13 Greater love hath no man than this, that a man lay down his life for his friends.
14 Ye are my friends, if ye do whatsoever I command you.

The Vital Stream of Love


Theologian and medical Missionary, Albert Schweitzer, who won the Nobel Peace Prize for his Philosophy of  the “Reverence of Life” writes the following about the Love of God. “There is ocean – cold water without motion. In this ocean, however, is the Gulf Stream, hot water flowing from the equator toward the Pole. Inquire of all scientists how it is physically imaginable that a stream of hot water flows between the waters of the ocean, which so to speak, form its banks, the moving within the motionless, the hot within the cold. No scientist can explain it. Similarly, there is the God of love within the gods of the forces of the universe, so totally different. We let ourselves be seized and carried away by that vital stream”.

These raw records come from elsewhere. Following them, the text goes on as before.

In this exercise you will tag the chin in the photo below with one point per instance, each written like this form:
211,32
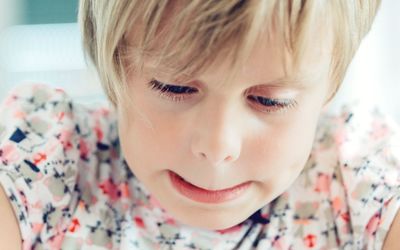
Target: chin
210,222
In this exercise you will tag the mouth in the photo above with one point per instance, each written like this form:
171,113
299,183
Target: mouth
199,194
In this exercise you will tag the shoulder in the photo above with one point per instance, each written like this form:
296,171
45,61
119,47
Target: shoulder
45,141
366,142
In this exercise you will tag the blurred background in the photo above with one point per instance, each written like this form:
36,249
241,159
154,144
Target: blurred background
40,42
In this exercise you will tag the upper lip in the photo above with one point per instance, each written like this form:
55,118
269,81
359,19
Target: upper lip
210,189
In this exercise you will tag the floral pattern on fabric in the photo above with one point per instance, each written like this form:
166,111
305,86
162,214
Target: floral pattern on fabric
70,188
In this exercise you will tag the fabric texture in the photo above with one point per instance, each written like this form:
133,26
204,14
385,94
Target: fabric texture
70,188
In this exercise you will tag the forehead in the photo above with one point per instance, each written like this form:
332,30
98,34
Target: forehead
269,63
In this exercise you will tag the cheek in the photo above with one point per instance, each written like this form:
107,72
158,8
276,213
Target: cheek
153,141
283,150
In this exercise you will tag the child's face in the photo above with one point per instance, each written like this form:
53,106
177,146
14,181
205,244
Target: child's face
218,136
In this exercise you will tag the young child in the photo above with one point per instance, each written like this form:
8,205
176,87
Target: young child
218,136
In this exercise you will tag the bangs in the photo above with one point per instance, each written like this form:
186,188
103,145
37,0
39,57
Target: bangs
183,41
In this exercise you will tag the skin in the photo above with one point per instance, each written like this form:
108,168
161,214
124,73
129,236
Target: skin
216,138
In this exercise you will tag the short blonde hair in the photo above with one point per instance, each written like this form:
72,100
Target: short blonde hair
204,30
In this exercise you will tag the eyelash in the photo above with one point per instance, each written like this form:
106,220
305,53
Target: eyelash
179,93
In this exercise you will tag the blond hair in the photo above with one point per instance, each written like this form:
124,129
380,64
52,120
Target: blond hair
204,30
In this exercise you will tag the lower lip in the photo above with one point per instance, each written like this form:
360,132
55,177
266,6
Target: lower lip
207,196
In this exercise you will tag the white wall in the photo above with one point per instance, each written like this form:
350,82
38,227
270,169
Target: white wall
53,54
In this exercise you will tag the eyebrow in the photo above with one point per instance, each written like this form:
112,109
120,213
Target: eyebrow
297,82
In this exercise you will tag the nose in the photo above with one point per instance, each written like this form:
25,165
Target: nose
216,136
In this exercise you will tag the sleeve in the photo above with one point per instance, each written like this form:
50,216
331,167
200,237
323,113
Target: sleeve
370,166
38,162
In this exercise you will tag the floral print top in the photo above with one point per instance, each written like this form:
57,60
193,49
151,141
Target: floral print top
63,172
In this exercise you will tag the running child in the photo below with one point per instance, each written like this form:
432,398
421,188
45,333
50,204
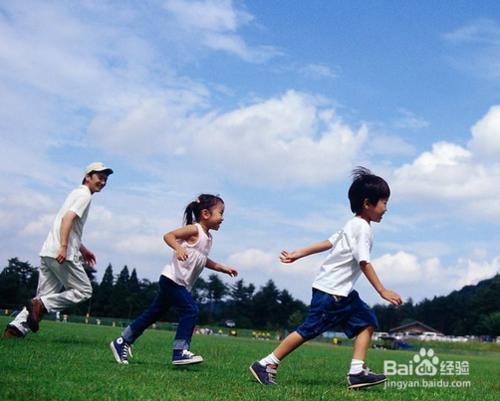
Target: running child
191,244
334,301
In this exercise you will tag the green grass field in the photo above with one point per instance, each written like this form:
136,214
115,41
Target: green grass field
73,362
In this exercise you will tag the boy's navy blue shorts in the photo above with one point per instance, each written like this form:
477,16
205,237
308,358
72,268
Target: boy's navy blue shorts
350,312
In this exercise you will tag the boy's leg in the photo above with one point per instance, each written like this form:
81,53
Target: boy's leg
361,343
359,376
289,344
265,369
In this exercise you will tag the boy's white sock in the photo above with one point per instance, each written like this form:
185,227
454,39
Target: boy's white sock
356,366
270,360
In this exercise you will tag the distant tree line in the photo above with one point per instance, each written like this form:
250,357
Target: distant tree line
471,310
475,309
125,296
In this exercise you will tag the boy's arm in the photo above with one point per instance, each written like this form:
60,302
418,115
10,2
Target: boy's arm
372,277
221,268
66,223
88,256
290,257
183,233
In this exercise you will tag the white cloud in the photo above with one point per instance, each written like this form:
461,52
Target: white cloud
281,141
450,172
409,120
318,71
486,135
420,278
390,145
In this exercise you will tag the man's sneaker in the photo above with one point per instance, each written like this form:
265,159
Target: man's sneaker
12,331
264,374
365,378
185,357
121,350
35,312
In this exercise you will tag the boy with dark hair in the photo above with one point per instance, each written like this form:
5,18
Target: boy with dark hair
334,301
60,263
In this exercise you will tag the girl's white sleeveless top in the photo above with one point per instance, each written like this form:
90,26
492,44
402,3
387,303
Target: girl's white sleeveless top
186,272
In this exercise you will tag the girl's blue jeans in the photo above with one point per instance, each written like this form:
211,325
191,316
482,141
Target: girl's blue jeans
170,294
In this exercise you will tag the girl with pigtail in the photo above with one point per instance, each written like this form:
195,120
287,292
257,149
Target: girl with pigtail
191,244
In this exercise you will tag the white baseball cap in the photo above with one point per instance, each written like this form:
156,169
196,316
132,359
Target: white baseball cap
98,167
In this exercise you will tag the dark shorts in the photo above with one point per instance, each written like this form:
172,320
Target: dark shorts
350,313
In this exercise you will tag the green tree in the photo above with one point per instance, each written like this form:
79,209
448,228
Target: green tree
120,294
216,290
102,298
18,282
265,307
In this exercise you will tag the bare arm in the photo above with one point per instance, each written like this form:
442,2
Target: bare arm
65,229
221,268
372,277
290,257
184,233
88,256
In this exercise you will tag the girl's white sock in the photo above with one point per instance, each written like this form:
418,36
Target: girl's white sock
269,360
356,366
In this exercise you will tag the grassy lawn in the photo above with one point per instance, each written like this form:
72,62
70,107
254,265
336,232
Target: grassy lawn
73,362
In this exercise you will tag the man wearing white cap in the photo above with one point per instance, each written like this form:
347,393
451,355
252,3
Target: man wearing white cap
63,256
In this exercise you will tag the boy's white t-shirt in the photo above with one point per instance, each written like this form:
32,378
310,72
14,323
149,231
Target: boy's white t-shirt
78,201
186,272
341,269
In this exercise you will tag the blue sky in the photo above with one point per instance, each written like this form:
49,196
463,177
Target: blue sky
271,105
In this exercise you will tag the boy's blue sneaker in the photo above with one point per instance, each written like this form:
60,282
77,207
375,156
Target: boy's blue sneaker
185,357
264,374
121,350
365,378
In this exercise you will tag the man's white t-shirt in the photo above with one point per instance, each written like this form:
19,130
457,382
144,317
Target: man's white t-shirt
78,201
341,269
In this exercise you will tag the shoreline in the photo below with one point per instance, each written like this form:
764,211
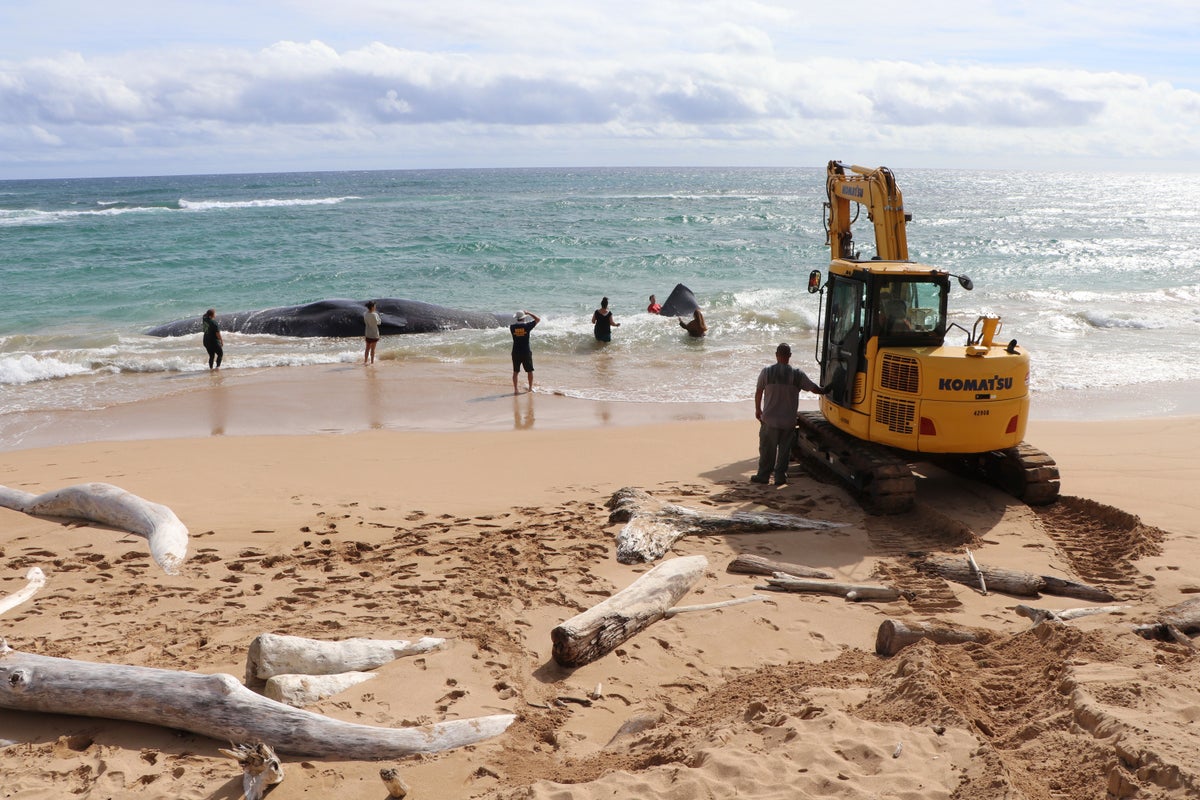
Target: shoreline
342,398
492,534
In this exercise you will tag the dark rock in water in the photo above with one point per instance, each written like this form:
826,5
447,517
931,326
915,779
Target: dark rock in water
340,317
682,302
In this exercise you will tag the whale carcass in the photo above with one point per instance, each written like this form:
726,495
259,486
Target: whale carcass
341,318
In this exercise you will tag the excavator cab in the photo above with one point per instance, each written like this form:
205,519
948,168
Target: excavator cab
880,311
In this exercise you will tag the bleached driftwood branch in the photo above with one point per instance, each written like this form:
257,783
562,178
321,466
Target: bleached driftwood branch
1042,614
261,768
216,705
894,636
780,582
274,654
653,527
1012,582
305,690
36,579
1174,624
113,506
586,637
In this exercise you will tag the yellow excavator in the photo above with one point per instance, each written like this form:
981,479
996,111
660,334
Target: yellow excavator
899,394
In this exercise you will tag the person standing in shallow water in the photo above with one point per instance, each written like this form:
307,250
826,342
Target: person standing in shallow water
213,340
695,326
603,323
522,354
371,322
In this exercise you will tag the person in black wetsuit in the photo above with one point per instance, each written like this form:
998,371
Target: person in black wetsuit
603,322
522,355
213,341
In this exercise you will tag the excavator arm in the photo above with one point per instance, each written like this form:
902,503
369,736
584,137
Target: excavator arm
876,190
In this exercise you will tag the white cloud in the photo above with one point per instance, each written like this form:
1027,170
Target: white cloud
623,83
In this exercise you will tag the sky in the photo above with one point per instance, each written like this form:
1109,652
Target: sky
190,86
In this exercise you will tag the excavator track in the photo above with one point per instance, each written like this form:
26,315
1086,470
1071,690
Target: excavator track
1024,471
882,481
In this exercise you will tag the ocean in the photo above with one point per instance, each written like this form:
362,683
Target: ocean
1097,275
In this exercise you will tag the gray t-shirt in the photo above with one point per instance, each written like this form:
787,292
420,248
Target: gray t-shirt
371,320
781,384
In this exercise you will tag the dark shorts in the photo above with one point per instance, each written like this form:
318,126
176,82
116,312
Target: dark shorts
522,360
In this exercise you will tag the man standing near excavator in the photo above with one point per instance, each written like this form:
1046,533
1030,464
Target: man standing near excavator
777,400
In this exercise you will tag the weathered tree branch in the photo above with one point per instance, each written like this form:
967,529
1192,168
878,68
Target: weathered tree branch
1042,614
274,654
1175,624
894,636
300,691
780,582
653,527
36,579
749,564
588,636
708,607
113,506
215,705
1012,582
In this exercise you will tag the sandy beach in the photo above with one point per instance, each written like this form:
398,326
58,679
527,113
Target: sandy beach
493,530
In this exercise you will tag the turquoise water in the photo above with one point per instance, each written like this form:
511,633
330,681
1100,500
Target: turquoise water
1097,275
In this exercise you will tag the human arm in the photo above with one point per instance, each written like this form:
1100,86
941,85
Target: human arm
809,385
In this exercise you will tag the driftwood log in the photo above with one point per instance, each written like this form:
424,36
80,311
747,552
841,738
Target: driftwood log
216,705
299,691
113,506
894,636
274,654
749,564
35,578
652,527
261,768
780,582
1177,623
595,632
1066,614
1012,582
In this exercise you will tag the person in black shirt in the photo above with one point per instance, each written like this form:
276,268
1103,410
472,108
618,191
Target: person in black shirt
522,356
213,341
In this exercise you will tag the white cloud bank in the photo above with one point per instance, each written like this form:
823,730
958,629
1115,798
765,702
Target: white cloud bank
725,95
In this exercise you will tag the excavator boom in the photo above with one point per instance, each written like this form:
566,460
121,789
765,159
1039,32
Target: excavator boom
875,188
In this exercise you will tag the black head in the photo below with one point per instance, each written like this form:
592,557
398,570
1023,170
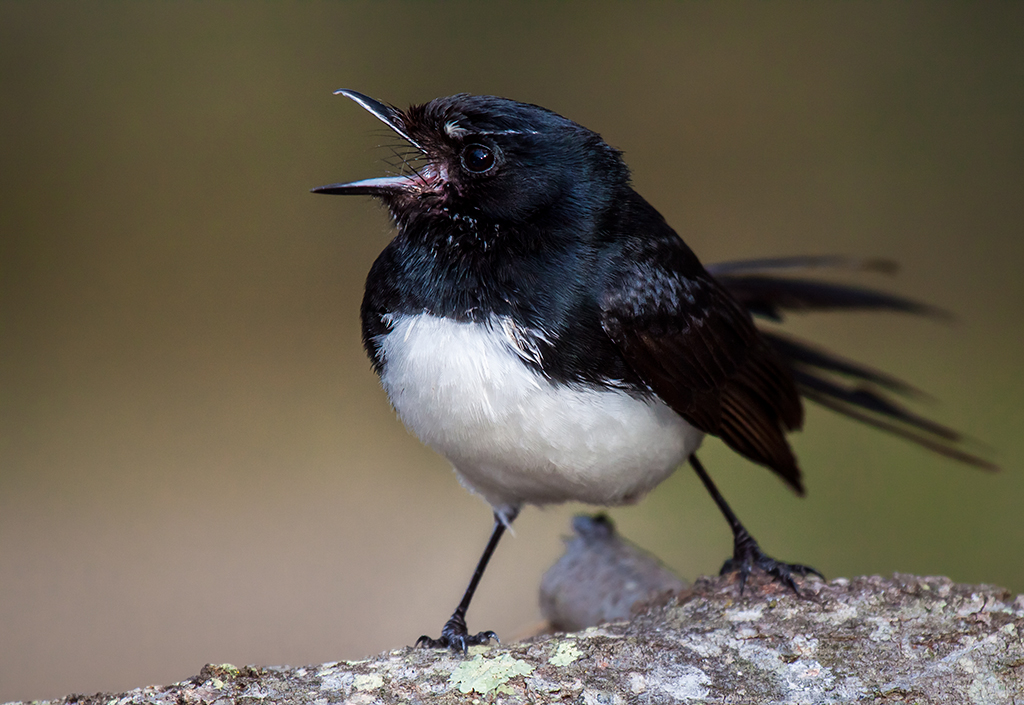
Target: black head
493,160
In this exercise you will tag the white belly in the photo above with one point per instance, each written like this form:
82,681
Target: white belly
516,438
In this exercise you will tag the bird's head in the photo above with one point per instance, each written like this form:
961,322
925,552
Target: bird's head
491,159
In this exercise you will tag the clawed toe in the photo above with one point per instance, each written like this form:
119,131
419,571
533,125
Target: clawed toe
456,637
748,555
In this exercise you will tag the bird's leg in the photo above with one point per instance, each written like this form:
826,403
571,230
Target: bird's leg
454,633
745,552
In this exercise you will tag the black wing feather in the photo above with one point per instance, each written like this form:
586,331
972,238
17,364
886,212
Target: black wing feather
696,347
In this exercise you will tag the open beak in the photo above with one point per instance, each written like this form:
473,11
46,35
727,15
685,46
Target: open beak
384,184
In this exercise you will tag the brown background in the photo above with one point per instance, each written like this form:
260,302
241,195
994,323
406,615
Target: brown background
196,461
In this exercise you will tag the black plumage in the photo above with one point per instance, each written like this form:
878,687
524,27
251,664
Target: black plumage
523,225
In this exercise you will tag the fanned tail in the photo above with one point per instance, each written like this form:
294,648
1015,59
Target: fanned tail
845,386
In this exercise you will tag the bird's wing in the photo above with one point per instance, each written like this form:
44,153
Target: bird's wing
696,347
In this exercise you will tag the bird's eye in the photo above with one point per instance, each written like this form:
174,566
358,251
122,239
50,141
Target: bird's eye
477,158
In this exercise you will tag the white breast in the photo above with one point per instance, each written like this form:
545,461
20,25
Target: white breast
514,437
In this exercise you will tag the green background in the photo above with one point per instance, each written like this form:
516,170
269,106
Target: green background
197,463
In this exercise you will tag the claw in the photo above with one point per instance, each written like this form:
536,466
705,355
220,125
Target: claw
748,554
456,637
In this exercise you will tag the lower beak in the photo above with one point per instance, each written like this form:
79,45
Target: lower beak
368,187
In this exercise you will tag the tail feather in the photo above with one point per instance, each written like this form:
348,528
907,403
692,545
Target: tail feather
848,387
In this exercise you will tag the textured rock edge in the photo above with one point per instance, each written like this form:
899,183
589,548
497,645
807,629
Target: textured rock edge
904,639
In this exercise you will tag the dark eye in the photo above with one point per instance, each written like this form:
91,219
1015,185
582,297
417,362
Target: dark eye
477,158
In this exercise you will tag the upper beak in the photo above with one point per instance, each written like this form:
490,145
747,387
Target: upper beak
384,184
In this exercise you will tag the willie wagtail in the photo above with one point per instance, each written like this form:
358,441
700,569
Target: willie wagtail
540,325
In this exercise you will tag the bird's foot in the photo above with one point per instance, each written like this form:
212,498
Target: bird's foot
747,555
456,636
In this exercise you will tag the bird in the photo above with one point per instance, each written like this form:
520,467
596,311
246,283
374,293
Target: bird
541,326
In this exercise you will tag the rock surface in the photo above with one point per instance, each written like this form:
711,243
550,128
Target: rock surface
904,639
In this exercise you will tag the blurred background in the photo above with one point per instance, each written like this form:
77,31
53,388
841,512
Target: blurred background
197,463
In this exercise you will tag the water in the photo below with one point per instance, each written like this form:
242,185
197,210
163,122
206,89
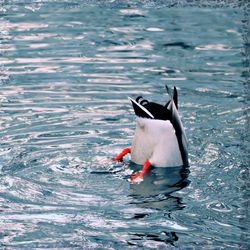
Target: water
66,72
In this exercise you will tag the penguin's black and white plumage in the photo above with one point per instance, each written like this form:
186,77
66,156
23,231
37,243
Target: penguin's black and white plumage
159,138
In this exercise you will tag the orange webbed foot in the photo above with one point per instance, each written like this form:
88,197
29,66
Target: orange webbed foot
120,156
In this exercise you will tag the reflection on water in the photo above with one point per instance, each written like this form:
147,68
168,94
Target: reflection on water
66,70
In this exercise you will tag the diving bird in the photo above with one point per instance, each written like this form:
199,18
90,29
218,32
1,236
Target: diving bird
159,138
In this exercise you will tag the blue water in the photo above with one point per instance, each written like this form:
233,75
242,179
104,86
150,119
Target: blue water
66,70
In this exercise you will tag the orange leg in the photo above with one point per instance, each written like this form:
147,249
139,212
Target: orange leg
138,177
122,154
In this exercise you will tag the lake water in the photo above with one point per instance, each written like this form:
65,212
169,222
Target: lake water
66,71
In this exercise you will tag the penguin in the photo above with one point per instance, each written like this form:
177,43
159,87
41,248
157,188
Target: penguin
159,138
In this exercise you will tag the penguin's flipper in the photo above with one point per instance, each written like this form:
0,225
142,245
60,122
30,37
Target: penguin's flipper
138,177
179,131
173,96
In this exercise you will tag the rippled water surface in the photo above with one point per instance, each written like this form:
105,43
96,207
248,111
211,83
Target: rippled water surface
66,72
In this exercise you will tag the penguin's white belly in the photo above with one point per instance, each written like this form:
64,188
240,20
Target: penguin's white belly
156,141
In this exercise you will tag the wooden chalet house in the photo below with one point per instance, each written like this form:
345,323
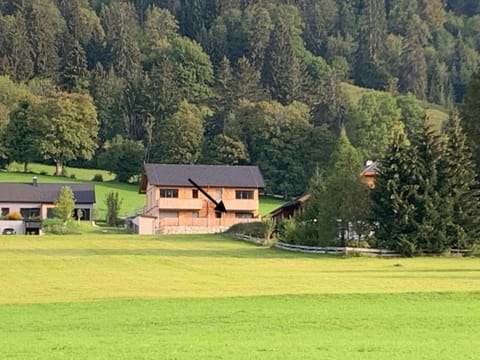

Behold what manner of love the Father has bestowed upon us, that we should be called the children of God; that we should be seized and carried by Him and His love.

Points to ponder:
Are you carried by the vital stream of the Love of God? The love of God is expressed in (demonstrated by) Jesus Christ, for while we were still sinners, Christ died for us (Romans 5:8). Do you believe in Jesus, The Vital Stream of Love!

1 John 3:1 (KJV)
Behold, what manner of love the Father hath bestowed upon us, that we should be called the sons of God: 

Romans 5:8 (NLT)
8 But God showed his great love for us by sending Christ to die for us while we were still sinners.